When we watch a scary film, it can activate the same part of the brain which would become active if we were under a real threat – the amygdala. This is part of the limbic system, and is thought to be responsible for processing aspects of memory and emotion. One particular function of the amygdala is to trigger the ‘fight or flight’ response to threatening stimuli – that feeling of fear where you don’t know whether to stand your ground or run away and hide.
From an evolutionary perspective, feeling fear is helpful. It would have been useful for our ancestors to be scared of snakes or poisonous spiders – stay away from these things and you’re more likely to survive. But what about when there’s no current threat, why do we get scared by a film, or a creepy picture?
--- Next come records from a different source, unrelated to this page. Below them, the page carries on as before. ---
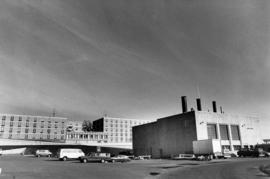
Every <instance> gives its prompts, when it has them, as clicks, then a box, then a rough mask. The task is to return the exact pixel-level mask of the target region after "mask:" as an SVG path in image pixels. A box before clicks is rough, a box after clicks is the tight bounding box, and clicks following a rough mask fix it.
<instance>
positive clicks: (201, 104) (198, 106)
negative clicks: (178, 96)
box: [196, 98, 202, 111]
mask: <svg viewBox="0 0 270 179" xmlns="http://www.w3.org/2000/svg"><path fill="white" fill-rule="evenodd" d="M196 102H197V110H198V111H201V110H202V104H201V99H200V98H197V99H196Z"/></svg>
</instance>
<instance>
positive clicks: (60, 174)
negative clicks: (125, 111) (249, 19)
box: [0, 156, 270, 179]
mask: <svg viewBox="0 0 270 179" xmlns="http://www.w3.org/2000/svg"><path fill="white" fill-rule="evenodd" d="M269 164H270V159H232V160H216V161H211V162H199V161H173V160H136V161H131V162H129V163H86V164H83V163H80V162H79V161H66V162H63V161H59V160H58V159H56V158H35V157H30V156H2V157H0V168H1V169H2V173H1V174H0V179H45V178H46V179H47V178H49V179H84V178H91V179H137V178H138V179H142V178H144V179H153V178H173V179H174V178H177V179H178V178H180V179H181V178H183V179H190V178H192V179H208V178H211V179H213V178H221V179H227V178H229V179H236V178H237V179H238V178H239V179H244V178H245V179H249V178H252V179H254V178H262V177H264V175H263V173H261V172H259V170H258V166H261V165H269Z"/></svg>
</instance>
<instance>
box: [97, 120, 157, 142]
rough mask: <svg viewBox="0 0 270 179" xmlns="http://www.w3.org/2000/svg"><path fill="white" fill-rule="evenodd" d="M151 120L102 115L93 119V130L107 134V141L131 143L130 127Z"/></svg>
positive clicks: (131, 138) (130, 128)
mask: <svg viewBox="0 0 270 179" xmlns="http://www.w3.org/2000/svg"><path fill="white" fill-rule="evenodd" d="M149 122H152V121H150V120H139V119H123V118H112V117H103V118H101V119H98V120H95V121H93V130H94V131H96V132H104V133H106V134H107V135H108V142H109V143H130V144H131V143H132V127H133V126H138V125H142V124H146V123H149Z"/></svg>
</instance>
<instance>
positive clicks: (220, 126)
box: [207, 124, 240, 140]
mask: <svg viewBox="0 0 270 179" xmlns="http://www.w3.org/2000/svg"><path fill="white" fill-rule="evenodd" d="M228 127H229V126H228V125H225V124H220V125H219V131H220V139H221V140H229V139H230V135H231V138H232V140H240V133H239V126H238V125H231V134H229V129H228ZM207 134H208V139H217V138H218V135H217V124H207Z"/></svg>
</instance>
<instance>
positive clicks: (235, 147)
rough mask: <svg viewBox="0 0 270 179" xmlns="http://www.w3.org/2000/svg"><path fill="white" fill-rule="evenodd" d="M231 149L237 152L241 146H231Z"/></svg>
mask: <svg viewBox="0 0 270 179" xmlns="http://www.w3.org/2000/svg"><path fill="white" fill-rule="evenodd" d="M233 149H234V150H235V151H238V150H240V149H241V145H234V146H233Z"/></svg>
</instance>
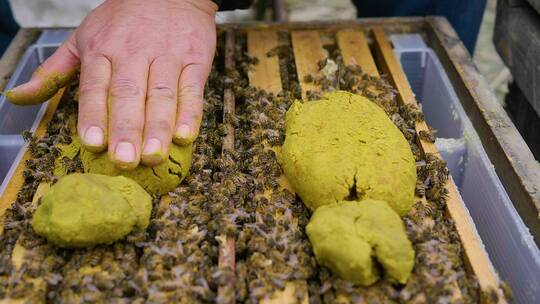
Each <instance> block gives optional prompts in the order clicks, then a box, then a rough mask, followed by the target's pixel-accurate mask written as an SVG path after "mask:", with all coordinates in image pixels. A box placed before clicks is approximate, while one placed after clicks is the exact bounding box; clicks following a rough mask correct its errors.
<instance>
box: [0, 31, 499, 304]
mask: <svg viewBox="0 0 540 304" xmlns="http://www.w3.org/2000/svg"><path fill="white" fill-rule="evenodd" d="M379 35H380V33H379ZM382 35H383V36H384V33H382ZM371 38H372V37H371V33H369V34H367V35H366V33H364V32H363V31H362V30H355V31H346V32H338V33H336V32H324V33H322V32H317V31H292V32H290V31H277V30H272V29H270V30H268V29H267V30H257V31H247V32H246V31H243V30H227V31H221V32H220V33H219V37H218V45H220V46H221V47H220V48H219V49H218V52H217V55H216V58H215V60H214V65H213V69H212V72H211V75H210V78H209V80H208V84H207V88H206V90H205V98H206V103H205V107H204V111H205V115H204V118H203V123H202V126H201V132H200V136H199V138H198V139H197V141H196V143H195V145H194V155H193V164H192V168H191V173H190V175H189V176H188V177H187V178H186V180H185V181H184V182H183V183H182V185H180V186H179V187H178V188H177V189H176V190H175V191H174V192H173V193H170V195H167V196H164V197H161V198H155V201H154V210H153V214H152V219H151V224H150V227H149V229H148V230H147V231H146V232H145V233H133V234H131V235H129V236H128V237H127V238H126V239H125V240H123V241H120V242H117V243H115V244H112V245H108V246H98V247H95V248H91V249H86V250H65V249H58V248H55V247H53V246H51V245H49V244H47V242H46V241H45V240H44V239H42V238H39V237H37V236H36V235H35V234H34V233H33V231H32V230H31V228H30V225H29V221H30V220H31V217H32V213H33V211H34V210H35V207H36V204H37V200H36V199H34V200H33V198H34V195H35V192H36V189H38V187H45V186H43V185H45V184H46V183H47V182H50V181H52V180H54V177H53V176H52V171H53V168H54V159H55V157H56V156H57V155H58V151H57V149H56V148H55V146H56V145H58V144H60V143H68V142H69V140H70V130H69V128H68V127H67V123H66V121H67V120H68V117H69V116H71V115H75V114H76V102H75V101H74V99H75V98H76V85H73V86H72V87H71V88H70V89H69V90H68V93H67V95H68V96H67V98H66V99H65V100H64V102H62V103H61V104H60V106H59V108H58V110H57V111H56V114H55V116H54V118H53V121H52V122H51V123H50V125H49V127H48V132H47V135H46V136H44V137H43V138H40V139H35V138H34V139H29V140H30V145H29V149H30V151H31V152H32V159H30V160H29V161H28V162H27V163H26V169H25V172H24V176H25V184H24V186H23V188H22V189H21V191H20V192H19V195H18V198H17V200H16V201H15V203H14V204H13V205H12V207H11V208H10V209H8V210H7V212H6V214H5V221H4V232H3V234H2V235H1V236H0V298H10V299H26V300H32V301H38V302H39V301H43V300H48V301H68V302H72V301H79V300H87V301H105V300H107V301H112V300H120V299H126V300H136V301H141V302H143V301H152V302H165V303H166V302H172V301H182V302H185V303H193V302H213V301H218V302H221V303H231V302H233V301H235V300H236V301H238V302H259V301H261V300H262V301H264V302H266V303H271V302H274V303H285V302H291V303H292V302H295V301H298V302H302V303H307V301H308V300H309V301H310V302H313V303H320V302H328V303H331V302H332V301H334V300H339V301H344V302H355V301H359V300H365V301H367V302H370V303H379V302H380V303H386V302H390V301H400V302H404V301H416V302H419V303H422V302H428V303H429V302H435V301H440V300H448V301H463V302H469V301H470V302H477V301H478V299H479V297H480V296H481V295H480V291H479V290H480V287H482V286H481V285H482V282H481V281H480V282H479V280H478V279H477V277H476V276H475V273H474V271H472V270H471V269H469V268H468V267H466V264H467V261H466V257H465V256H466V255H465V250H464V248H463V246H462V240H461V238H460V235H459V233H458V231H457V230H456V228H455V226H454V221H453V220H452V219H451V218H450V217H449V215H448V213H447V207H446V198H447V195H448V190H447V188H446V186H447V182H448V180H447V174H448V173H447V170H446V167H445V165H444V163H442V162H441V161H440V160H439V159H438V158H437V157H436V155H435V154H432V153H434V152H435V151H424V150H425V149H423V147H422V145H421V144H420V142H421V140H420V138H419V136H418V131H419V130H418V126H417V123H418V124H422V118H421V113H420V112H419V111H418V109H417V108H416V107H415V106H414V105H410V104H407V103H403V102H400V100H399V99H400V98H401V99H404V97H403V96H401V95H399V94H398V93H399V92H398V91H399V90H396V87H395V86H392V85H391V84H389V82H388V81H386V80H385V79H384V78H383V79H381V78H380V77H379V76H380V74H384V73H387V72H388V71H389V69H388V66H385V62H384V60H383V59H384V58H382V59H381V58H378V60H377V61H375V60H373V58H377V54H379V55H380V56H383V55H384V54H382V55H381V54H380V52H379V51H380V50H379V51H378V50H376V49H375V48H377V47H378V46H379V45H380V42H377V37H375V39H374V42H373V43H372V45H371V48H372V49H375V50H373V54H374V55H375V56H372V55H371V50H370V48H369V46H368V43H367V42H368V39H371ZM379 39H382V38H381V37H379ZM327 59H331V60H332V61H333V62H336V63H337V64H338V66H339V69H338V70H337V73H336V74H335V75H337V76H336V77H335V78H334V79H329V78H328V77H322V76H320V73H319V71H320V69H321V68H322V67H324V66H326V64H327ZM355 64H356V65H355ZM353 65H355V66H353ZM363 71H365V73H364V72H363ZM390 72H391V70H390ZM392 79H393V78H392ZM390 83H393V84H395V82H393V81H391V82H390ZM252 85H254V86H256V87H257V88H255V87H254V86H252ZM262 89H263V90H262ZM332 89H343V90H348V91H353V92H357V93H360V94H362V95H365V96H367V97H369V98H371V99H372V100H373V101H374V102H376V103H377V104H379V105H380V106H381V107H382V108H383V109H384V110H385V111H386V112H387V114H388V115H389V116H390V118H391V119H392V120H393V122H394V123H395V124H396V125H397V126H398V127H399V128H400V130H401V131H402V132H403V133H404V134H405V136H406V138H407V139H408V140H409V143H410V144H411V148H412V150H413V152H414V154H415V157H416V159H417V167H418V181H419V183H418V186H417V195H418V202H417V203H416V204H415V206H414V208H413V211H412V212H411V213H410V214H409V215H408V216H406V217H405V218H404V221H405V223H406V228H407V233H408V236H409V238H410V240H411V241H412V243H413V245H414V248H415V251H416V263H415V268H414V271H413V274H412V276H411V278H410V279H409V281H408V283H407V284H406V285H405V286H396V285H391V284H389V283H388V282H386V281H385V280H381V281H379V282H378V283H376V284H374V285H372V286H370V287H368V288H365V287H358V286H353V285H352V284H350V283H348V282H346V281H343V280H340V279H339V278H337V277H336V276H334V275H333V274H332V273H330V272H329V271H328V270H327V269H325V268H322V267H319V266H317V263H316V261H315V258H314V256H313V253H312V251H311V246H310V244H309V241H308V239H307V237H306V235H305V231H304V228H305V226H306V224H307V222H308V220H309V216H310V213H309V211H308V210H307V209H306V208H305V206H304V205H303V204H302V203H301V202H300V201H299V199H298V198H297V197H296V196H295V195H294V193H293V192H292V189H291V188H290V187H289V185H288V183H287V181H286V179H285V178H284V176H283V174H282V171H281V168H280V166H279V164H278V162H277V159H276V155H277V153H279V147H280V144H281V143H282V142H283V137H284V128H285V126H284V114H285V112H286V110H287V109H288V107H289V105H290V104H291V102H292V101H293V100H294V99H295V98H304V99H312V98H315V97H317V96H319V94H320V92H321V91H324V90H332ZM398 89H399V88H398ZM264 90H266V91H264ZM278 93H279V94H278ZM401 101H403V100H401ZM423 124H424V125H425V123H423ZM69 165H70V168H71V170H72V171H73V172H76V171H80V170H81V167H80V165H79V164H78V163H77V161H74V162H73V163H70V164H69ZM40 185H41V186H40ZM38 193H39V191H38ZM32 201H34V202H32ZM495 296H496V294H495Z"/></svg>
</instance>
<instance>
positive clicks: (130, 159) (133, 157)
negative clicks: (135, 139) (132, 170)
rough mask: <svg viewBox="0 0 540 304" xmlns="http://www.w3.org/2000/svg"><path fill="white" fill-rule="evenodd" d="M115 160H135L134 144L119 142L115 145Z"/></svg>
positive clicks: (119, 161)
mask: <svg viewBox="0 0 540 304" xmlns="http://www.w3.org/2000/svg"><path fill="white" fill-rule="evenodd" d="M114 154H115V156H116V157H115V158H116V160H117V161H119V162H121V163H125V164H131V163H134V162H135V146H134V145H133V144H132V143H129V142H125V141H124V142H120V143H118V145H116V150H115V151H114Z"/></svg>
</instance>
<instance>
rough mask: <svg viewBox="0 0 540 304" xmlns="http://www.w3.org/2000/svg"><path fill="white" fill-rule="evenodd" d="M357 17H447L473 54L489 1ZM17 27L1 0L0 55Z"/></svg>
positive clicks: (359, 8) (396, 10) (376, 1)
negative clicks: (406, 16)
mask: <svg viewBox="0 0 540 304" xmlns="http://www.w3.org/2000/svg"><path fill="white" fill-rule="evenodd" d="M212 1H214V2H215V3H216V4H217V5H218V6H219V10H220V11H223V10H232V9H243V8H248V7H249V6H250V5H251V4H252V3H253V0H212ZM353 3H354V4H355V5H356V7H357V9H358V17H389V16H426V15H439V16H445V17H446V18H447V19H448V20H449V21H450V23H451V24H452V26H453V27H454V28H455V29H456V32H457V33H458V35H459V37H460V38H461V40H462V41H463V43H464V44H465V46H466V47H467V49H468V50H469V52H470V53H471V54H472V53H473V51H474V47H475V44H476V39H477V37H478V32H479V30H480V24H481V22H482V16H483V14H484V8H485V5H486V0H353ZM17 30H18V26H17V24H16V23H15V20H13V16H12V13H11V9H10V7H9V3H8V0H0V54H2V53H3V52H4V50H5V49H6V48H7V46H8V45H9V42H10V41H11V39H12V38H13V37H14V36H15V34H16V32H17Z"/></svg>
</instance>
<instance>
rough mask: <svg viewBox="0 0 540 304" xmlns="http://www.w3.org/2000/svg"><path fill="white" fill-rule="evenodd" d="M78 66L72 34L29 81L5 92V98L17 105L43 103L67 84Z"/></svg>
mask: <svg viewBox="0 0 540 304" xmlns="http://www.w3.org/2000/svg"><path fill="white" fill-rule="evenodd" d="M79 64H80V61H79V55H78V53H77V48H76V47H75V33H73V34H71V36H70V37H69V38H68V40H67V41H66V42H64V43H63V44H62V45H61V46H60V47H59V48H58V50H56V52H54V54H52V55H51V57H49V58H48V59H47V60H45V62H43V64H41V65H40V66H39V67H38V68H37V69H36V71H35V72H34V74H33V75H32V78H31V79H30V81H28V82H27V83H24V84H21V85H19V86H17V87H15V88H13V89H11V90H9V91H7V92H5V95H6V98H7V99H8V100H9V101H11V102H12V103H14V104H17V105H34V104H38V103H42V102H45V101H47V100H49V99H50V98H51V97H53V96H54V94H56V92H58V90H59V89H60V88H62V87H64V86H66V85H67V84H68V83H69V81H70V80H71V78H72V77H73V76H74V75H75V74H76V72H77V70H78V67H79Z"/></svg>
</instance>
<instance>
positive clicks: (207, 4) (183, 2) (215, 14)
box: [178, 0, 219, 16]
mask: <svg viewBox="0 0 540 304" xmlns="http://www.w3.org/2000/svg"><path fill="white" fill-rule="evenodd" d="M178 2H181V3H185V4H188V5H189V6H191V7H194V8H196V9H198V10H201V11H203V12H205V13H207V14H209V15H211V16H215V15H216V12H217V11H218V9H219V7H218V5H217V4H216V2H214V1H212V0H178Z"/></svg>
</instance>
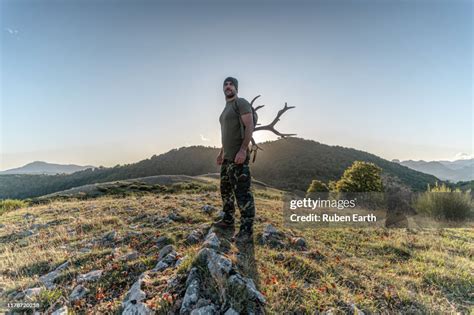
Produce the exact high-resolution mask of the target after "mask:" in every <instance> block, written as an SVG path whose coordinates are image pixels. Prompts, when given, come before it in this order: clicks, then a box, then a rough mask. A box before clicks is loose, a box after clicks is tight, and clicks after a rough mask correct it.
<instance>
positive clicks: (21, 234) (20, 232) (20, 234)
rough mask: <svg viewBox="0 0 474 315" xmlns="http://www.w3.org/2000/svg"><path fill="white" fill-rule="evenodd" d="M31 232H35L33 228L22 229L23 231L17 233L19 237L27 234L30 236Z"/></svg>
mask: <svg viewBox="0 0 474 315" xmlns="http://www.w3.org/2000/svg"><path fill="white" fill-rule="evenodd" d="M33 234H35V232H34V231H33V230H24V231H21V232H19V233H18V234H17V235H18V236H19V237H27V236H31V235H33Z"/></svg>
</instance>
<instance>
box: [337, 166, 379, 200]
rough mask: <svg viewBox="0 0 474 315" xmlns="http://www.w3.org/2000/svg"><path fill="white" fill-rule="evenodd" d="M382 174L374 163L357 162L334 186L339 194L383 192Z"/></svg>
mask: <svg viewBox="0 0 474 315" xmlns="http://www.w3.org/2000/svg"><path fill="white" fill-rule="evenodd" d="M381 173H382V169H381V168H380V167H378V166H376V165H375V164H373V163H367V162H361V161H355V162H354V163H353V164H352V165H351V166H350V167H349V168H347V169H346V170H345V171H344V174H343V175H342V177H341V179H340V180H338V181H337V182H336V183H335V184H333V185H332V186H333V189H334V190H335V191H337V192H382V191H383V185H382V177H381Z"/></svg>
One argument as to why we find some things creepy is that they contain an element of uncertainty. We find a clown, or someone wearing a mask scary because we can’t see their face, meaning we can’t use social cues to help us understand what is going on. The ‘bad guy’ in horror movies is often covered with a mask, or is a monster with distorted facial features, or in some cases completely covered by a hood, so no features are visible at all. We tend to feel uneasy when we see figures which look human, but not completely human. There is something off about them – think staring emotionless faces or someone wearing blacked out contact lenses. This uncertainty causes us to feel uneasy – there is no recognisable threat but the ambiguity causes a partial fear response in the brain and gives us the impression that something’s creepy. This theory can also be applied to people who are scared of the dark – it’s the not knowing what’s out there which causes fear
Sometimes, it’s not even things we see which make us feel scared, but things we hear. Ever wondered why the chords of the music to Jaws or the shower scene in Psycho are so iconically scary? Dan Blumstein, an academic at UCLA and expert on animal distress calls hypothesises that sounds made by animals in distress (think a piglet screaming or a dog barking) called ‘nonlinear chaotic noise’ also cause an emotional response in humans. He argues that horror films use scores which feature these same characteristics: harsh, unpredictable or sudden higher sounds to provoke a kind of biological response which increases arousal (our emotional response). He tested his theory, and found that participants who were played different melodies scored sounds as being more negative if the melodies suddenly went higher, mimicking a scream, as opposed to lower.
Uncertainty is also what causes certain sounds to appear scary. Hearing a creak on the stairs is fine, if you can see someone walking up them. What makes that creak sound scary is when we can’t see the cause. Our minds start racing to think of possible explanations, and more often than not we choose something scary to fill the gap.